First, that I was enabled, though sometimes with a little difficulty, to go on with my public work. It is a singular favor I have to acknowledge, that for the space of almost nine years, since I have been in the ministry, our Sunday and weekly services have not been once suspended; whereas I have seen many of the Lord's servants laid aside for a considerable space, within that time. My other great mercy was, that the Lord was pleased to preserve me in a peaceful, resigned frame; so that when I was deaf, and could not be certain that I should recover my hearing any more—I was in general as cheerful and easy as at other times.
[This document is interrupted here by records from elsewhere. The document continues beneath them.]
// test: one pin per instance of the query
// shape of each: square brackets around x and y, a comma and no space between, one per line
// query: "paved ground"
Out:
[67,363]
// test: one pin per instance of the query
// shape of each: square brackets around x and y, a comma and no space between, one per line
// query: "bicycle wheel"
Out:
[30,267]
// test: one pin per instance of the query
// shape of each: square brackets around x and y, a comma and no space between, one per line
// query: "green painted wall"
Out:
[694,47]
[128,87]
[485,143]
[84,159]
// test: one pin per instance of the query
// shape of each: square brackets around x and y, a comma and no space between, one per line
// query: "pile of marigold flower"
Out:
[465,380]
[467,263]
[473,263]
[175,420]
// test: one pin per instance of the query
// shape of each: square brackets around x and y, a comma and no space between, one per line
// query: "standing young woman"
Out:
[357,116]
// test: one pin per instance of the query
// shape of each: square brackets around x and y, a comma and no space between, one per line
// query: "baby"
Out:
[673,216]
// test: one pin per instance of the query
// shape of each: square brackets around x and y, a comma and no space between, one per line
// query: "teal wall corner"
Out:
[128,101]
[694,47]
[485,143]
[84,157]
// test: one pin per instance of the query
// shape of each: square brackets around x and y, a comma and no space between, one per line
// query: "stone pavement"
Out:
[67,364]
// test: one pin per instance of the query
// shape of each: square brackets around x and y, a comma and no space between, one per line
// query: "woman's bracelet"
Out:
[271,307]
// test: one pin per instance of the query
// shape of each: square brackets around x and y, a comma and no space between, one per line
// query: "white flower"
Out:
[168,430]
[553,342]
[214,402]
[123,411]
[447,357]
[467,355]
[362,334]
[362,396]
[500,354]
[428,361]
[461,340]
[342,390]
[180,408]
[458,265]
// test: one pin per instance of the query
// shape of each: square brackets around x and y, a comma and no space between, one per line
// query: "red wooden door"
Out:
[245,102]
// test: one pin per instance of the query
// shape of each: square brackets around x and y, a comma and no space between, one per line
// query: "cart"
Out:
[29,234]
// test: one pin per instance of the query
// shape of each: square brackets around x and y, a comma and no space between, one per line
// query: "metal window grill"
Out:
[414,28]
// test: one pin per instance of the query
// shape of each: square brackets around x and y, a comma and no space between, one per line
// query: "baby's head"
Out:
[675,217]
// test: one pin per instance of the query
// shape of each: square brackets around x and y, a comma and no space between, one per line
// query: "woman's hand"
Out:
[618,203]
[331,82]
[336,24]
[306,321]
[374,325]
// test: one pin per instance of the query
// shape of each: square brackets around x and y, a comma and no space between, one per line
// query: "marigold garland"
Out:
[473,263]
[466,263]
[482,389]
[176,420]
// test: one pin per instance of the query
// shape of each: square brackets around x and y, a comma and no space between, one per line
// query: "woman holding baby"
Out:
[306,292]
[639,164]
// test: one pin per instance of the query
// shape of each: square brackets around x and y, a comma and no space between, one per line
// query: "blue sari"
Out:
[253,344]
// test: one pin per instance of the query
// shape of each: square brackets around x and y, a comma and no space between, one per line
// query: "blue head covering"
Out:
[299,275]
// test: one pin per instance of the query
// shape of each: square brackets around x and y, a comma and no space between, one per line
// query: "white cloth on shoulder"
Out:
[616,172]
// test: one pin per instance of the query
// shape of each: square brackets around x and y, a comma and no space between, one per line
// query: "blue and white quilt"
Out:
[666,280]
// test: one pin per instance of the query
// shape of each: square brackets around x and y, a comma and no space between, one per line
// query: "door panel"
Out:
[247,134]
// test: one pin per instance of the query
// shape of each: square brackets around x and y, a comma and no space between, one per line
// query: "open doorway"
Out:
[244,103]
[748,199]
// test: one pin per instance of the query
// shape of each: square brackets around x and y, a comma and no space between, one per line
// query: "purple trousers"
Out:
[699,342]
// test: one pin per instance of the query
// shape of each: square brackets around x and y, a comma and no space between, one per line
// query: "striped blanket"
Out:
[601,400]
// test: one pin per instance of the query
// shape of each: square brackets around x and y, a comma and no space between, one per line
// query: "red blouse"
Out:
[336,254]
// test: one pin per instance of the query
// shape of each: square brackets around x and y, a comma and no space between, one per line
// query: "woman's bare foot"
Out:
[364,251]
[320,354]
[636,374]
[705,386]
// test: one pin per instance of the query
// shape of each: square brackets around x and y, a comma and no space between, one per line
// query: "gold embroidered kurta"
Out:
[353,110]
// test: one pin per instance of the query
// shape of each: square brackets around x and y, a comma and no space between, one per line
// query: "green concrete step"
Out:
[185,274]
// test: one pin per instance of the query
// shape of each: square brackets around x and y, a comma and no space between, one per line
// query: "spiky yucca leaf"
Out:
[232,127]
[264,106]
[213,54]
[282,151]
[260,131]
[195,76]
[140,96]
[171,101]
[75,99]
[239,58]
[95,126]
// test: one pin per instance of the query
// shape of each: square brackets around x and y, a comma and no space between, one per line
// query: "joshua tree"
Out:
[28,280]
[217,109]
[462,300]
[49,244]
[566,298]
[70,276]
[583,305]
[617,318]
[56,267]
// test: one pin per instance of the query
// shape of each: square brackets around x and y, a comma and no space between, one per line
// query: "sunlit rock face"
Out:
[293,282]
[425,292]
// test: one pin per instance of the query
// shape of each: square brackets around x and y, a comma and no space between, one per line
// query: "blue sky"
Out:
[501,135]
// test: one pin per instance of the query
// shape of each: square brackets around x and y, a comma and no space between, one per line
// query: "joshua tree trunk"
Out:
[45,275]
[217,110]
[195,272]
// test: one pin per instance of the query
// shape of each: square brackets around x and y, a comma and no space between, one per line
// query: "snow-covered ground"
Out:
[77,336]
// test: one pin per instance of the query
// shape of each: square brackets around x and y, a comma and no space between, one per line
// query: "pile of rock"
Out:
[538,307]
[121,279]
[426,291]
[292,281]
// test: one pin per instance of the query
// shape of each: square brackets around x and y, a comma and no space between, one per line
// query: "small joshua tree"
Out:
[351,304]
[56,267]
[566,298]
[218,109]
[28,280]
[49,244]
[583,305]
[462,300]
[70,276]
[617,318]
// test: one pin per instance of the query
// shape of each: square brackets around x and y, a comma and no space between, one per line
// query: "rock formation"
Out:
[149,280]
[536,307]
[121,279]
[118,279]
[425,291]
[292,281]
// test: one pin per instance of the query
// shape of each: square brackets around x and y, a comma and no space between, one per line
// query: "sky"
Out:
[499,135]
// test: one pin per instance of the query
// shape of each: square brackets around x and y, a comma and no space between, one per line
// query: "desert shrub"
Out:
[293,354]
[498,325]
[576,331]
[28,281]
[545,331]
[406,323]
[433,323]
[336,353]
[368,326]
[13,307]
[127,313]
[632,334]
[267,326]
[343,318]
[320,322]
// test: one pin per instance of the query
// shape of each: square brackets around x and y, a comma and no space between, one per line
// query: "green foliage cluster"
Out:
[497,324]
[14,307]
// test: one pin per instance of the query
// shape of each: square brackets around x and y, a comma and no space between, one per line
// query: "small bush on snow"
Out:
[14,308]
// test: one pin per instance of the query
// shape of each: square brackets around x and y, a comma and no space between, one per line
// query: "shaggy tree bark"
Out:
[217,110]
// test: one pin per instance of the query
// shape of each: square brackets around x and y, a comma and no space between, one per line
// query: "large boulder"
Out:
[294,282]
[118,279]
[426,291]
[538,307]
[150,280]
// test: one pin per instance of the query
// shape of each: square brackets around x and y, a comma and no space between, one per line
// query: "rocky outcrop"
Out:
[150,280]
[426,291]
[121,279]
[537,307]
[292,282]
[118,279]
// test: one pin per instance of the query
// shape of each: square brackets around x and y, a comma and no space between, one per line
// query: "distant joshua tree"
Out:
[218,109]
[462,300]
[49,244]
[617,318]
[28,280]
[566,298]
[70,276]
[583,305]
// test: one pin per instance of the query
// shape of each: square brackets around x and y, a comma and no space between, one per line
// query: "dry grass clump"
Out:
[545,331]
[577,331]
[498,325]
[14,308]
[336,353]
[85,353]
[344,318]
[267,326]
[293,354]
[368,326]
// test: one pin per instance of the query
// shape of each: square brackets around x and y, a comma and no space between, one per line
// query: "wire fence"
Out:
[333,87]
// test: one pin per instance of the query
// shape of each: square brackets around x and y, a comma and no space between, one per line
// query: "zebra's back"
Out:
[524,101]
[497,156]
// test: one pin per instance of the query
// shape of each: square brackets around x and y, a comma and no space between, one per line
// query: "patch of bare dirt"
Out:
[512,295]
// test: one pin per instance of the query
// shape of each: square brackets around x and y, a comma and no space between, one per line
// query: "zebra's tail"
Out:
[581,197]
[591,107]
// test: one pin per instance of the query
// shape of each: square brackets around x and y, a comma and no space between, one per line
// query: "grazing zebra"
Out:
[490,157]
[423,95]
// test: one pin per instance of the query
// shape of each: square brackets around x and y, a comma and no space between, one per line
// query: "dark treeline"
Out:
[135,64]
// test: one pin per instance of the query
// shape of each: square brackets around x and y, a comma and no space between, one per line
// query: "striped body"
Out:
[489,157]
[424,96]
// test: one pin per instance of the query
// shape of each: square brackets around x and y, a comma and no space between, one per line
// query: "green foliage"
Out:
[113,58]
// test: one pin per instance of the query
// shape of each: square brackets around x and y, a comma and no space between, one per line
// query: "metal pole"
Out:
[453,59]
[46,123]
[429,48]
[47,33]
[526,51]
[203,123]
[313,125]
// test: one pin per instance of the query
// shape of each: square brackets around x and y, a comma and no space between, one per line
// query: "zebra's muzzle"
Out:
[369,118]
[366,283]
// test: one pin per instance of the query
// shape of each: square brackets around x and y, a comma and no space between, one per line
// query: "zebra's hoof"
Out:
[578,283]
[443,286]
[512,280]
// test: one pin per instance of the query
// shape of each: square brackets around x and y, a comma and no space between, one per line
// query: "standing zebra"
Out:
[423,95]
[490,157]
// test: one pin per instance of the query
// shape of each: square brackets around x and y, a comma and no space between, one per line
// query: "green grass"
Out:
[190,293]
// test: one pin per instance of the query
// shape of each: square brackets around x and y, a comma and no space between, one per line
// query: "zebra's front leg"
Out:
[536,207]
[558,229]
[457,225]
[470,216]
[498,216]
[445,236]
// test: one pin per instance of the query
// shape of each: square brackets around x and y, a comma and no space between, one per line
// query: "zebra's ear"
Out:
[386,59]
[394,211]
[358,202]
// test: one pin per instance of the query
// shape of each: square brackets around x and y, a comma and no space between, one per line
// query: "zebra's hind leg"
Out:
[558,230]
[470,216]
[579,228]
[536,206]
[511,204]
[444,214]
This was the effect of his goodness—for though I know enough of his sovereignty, wisdom, and faithfulness, of his right to do what he pleases, and the certainty that he does all things well—to furnish me with arguments enough to prove that submission to his will is our absolute duty—yet I am sensible, that when the trial actually comes, notwithstanding all the advice I may have offered to others—that I would myself toss like a wild bull in a net; rebel and repine; forget that I am a sinner, and that God is sovereign! This, I say, would always and invariably be the case—unless he was graciously pleased to fulfill his Word, that strength shall be given to me, according to needs of the day.
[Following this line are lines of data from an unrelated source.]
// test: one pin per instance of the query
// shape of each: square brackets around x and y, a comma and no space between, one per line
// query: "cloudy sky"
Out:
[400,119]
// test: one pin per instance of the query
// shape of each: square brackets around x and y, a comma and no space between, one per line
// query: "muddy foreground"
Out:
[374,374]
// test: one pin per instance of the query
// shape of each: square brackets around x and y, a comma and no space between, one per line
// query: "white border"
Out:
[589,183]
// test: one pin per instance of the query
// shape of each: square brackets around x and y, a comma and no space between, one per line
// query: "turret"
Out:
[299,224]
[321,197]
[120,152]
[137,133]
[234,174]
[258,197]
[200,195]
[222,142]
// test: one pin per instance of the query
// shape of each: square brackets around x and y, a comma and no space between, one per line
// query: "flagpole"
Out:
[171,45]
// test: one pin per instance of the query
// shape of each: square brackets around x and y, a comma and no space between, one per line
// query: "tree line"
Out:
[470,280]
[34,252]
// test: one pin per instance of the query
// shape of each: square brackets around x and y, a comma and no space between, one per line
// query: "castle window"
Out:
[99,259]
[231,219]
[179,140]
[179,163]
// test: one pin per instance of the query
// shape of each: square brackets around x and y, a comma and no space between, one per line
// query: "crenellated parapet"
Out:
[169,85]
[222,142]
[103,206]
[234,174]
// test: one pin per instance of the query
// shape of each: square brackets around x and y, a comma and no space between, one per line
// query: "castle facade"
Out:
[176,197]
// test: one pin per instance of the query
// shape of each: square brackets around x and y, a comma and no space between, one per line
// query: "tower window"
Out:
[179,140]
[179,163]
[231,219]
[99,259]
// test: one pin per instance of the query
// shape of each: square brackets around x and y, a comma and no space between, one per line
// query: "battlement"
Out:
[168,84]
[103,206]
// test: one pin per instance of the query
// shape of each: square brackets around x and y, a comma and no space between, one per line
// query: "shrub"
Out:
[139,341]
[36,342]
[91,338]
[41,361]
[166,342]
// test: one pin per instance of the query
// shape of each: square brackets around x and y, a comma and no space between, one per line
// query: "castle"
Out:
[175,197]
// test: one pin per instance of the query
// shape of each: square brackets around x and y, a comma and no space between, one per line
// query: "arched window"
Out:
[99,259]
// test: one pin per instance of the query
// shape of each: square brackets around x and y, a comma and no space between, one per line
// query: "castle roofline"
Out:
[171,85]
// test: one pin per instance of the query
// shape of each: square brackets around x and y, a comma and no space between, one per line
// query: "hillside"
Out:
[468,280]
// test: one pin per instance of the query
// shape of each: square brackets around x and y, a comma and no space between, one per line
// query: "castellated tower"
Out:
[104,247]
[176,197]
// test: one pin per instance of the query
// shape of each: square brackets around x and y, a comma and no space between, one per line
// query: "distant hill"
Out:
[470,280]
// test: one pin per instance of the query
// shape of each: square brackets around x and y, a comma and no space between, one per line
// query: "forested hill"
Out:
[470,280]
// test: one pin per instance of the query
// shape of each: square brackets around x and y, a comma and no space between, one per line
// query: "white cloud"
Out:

I hope my deafness has been instructive to me. The exercise of our senses is so easily and constantly performed, that it seems a thing of a matter of course; but I was then reminded how precarious the tenure is, by which we hold those blessings which seem most our own, and which are most immediately necessary to the comfortable enjoyment of life. Outward senses, mental faculties, health of body, and peace of mind, are extremely valuable; but the continuance of them for a single moment depends upon him who—if he opens none can shut, and when he shuts none can open. A single moment is more than sufficient to deprive us of what we hold most dear, or to prevent us from deriving the least comfort from it if it is not taken away.
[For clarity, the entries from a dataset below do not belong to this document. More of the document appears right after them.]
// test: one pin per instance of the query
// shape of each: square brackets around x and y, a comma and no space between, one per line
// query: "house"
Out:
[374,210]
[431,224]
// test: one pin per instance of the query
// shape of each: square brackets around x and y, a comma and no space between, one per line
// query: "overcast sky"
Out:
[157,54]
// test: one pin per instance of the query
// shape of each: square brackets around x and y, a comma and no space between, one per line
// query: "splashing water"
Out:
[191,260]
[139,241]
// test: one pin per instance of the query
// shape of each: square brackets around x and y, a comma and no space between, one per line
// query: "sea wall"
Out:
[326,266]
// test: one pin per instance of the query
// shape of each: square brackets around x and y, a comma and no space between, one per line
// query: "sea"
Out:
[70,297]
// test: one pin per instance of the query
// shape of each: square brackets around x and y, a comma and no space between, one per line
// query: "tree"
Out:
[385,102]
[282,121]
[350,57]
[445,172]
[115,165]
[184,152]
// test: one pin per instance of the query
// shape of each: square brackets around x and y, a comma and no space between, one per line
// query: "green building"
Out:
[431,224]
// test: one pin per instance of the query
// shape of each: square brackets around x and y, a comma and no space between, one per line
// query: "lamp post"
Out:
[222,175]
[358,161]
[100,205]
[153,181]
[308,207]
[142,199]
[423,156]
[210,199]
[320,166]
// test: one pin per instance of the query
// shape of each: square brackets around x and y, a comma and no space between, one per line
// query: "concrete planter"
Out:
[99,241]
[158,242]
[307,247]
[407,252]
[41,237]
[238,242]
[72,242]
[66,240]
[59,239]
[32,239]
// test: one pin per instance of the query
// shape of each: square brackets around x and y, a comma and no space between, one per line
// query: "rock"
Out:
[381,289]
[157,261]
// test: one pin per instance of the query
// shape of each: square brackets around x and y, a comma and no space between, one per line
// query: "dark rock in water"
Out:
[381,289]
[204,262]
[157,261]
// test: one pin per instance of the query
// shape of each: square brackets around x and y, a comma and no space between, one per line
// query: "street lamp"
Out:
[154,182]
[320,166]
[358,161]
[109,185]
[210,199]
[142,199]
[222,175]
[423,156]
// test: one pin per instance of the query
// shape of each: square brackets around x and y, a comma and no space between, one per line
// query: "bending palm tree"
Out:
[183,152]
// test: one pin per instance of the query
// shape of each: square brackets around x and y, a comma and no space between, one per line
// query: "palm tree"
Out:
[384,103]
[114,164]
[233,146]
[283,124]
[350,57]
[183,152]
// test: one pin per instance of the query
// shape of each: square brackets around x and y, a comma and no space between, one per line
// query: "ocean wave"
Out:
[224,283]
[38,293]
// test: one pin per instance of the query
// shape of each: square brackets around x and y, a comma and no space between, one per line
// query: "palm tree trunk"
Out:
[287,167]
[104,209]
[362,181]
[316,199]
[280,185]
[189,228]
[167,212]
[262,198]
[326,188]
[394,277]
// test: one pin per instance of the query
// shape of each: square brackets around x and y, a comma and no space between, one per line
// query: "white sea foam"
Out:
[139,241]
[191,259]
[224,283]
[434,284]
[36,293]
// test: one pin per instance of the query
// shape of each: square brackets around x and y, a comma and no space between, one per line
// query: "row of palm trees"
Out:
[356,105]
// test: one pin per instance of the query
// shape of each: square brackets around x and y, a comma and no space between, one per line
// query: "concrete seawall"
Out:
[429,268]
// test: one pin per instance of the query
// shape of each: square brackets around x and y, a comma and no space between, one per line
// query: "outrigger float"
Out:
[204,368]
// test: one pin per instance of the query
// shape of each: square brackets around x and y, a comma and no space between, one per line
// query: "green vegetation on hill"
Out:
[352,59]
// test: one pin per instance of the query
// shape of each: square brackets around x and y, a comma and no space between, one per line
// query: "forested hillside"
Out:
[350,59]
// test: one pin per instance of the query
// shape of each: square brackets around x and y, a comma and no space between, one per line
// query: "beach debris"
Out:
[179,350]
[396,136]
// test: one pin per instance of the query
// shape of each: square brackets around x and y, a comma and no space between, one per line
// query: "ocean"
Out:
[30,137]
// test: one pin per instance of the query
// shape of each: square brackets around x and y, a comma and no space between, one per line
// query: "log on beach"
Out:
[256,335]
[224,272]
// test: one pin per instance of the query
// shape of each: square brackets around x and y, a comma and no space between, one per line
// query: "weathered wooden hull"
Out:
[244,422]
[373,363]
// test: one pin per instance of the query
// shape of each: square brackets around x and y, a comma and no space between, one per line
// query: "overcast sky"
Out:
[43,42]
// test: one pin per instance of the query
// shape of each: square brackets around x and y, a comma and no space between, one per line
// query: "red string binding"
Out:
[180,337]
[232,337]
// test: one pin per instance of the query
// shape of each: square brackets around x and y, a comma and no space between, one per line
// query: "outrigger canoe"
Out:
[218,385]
I am not presuming to give you information; but only mentioning the thoughts which were much upon my mind while I was incapable of conversation. These are indeed plain and obvious truths, which I have long acknowledged as indisputable; but I have reason to be thankful when the Lord impresses them with fresh power upon my heart, even though he sees fit to do it by the medium of afflictions. I have seen of late, something of the weight and importance of that admonition, "This is what the Lord says—Let not the wise man boast of his wisdom, or the strong man boast of his strength, or the rich man boast of his riches—but let him who boasts boast about this—that he understands and knows me, that I am the Lord, who exercises kindness, justice and righteousness on earth, for in these I delight." Jeremiah 9:23-24. This is a passage which, though addressed to the wise, the mighty, and the rich—is of universal application. For SELF, unless corrected and mortified by grace—will find something whereof to boast, in the lowest characters and situations.

And indeed, when things come to be weighed in the balance of the sanctuary, the lunatics in Bedlam, some of whom boast in their straw or their chains, as marks of splendor or ensigns of royalty—have as much reason on their side, as any people upon earth who boast in themselves. This alone is the proper ground of glory and joy—a true knowledge of the true God. Then all is safe at present, and all will be happy forever. Then, whatever changes may affect our temporal concerns—our best interests and hopes are secured beyond the reach of change; and whatever we may lose or suffer during this little span of time—will be abundantly compensated in that glorious state of eternity which is just at hand!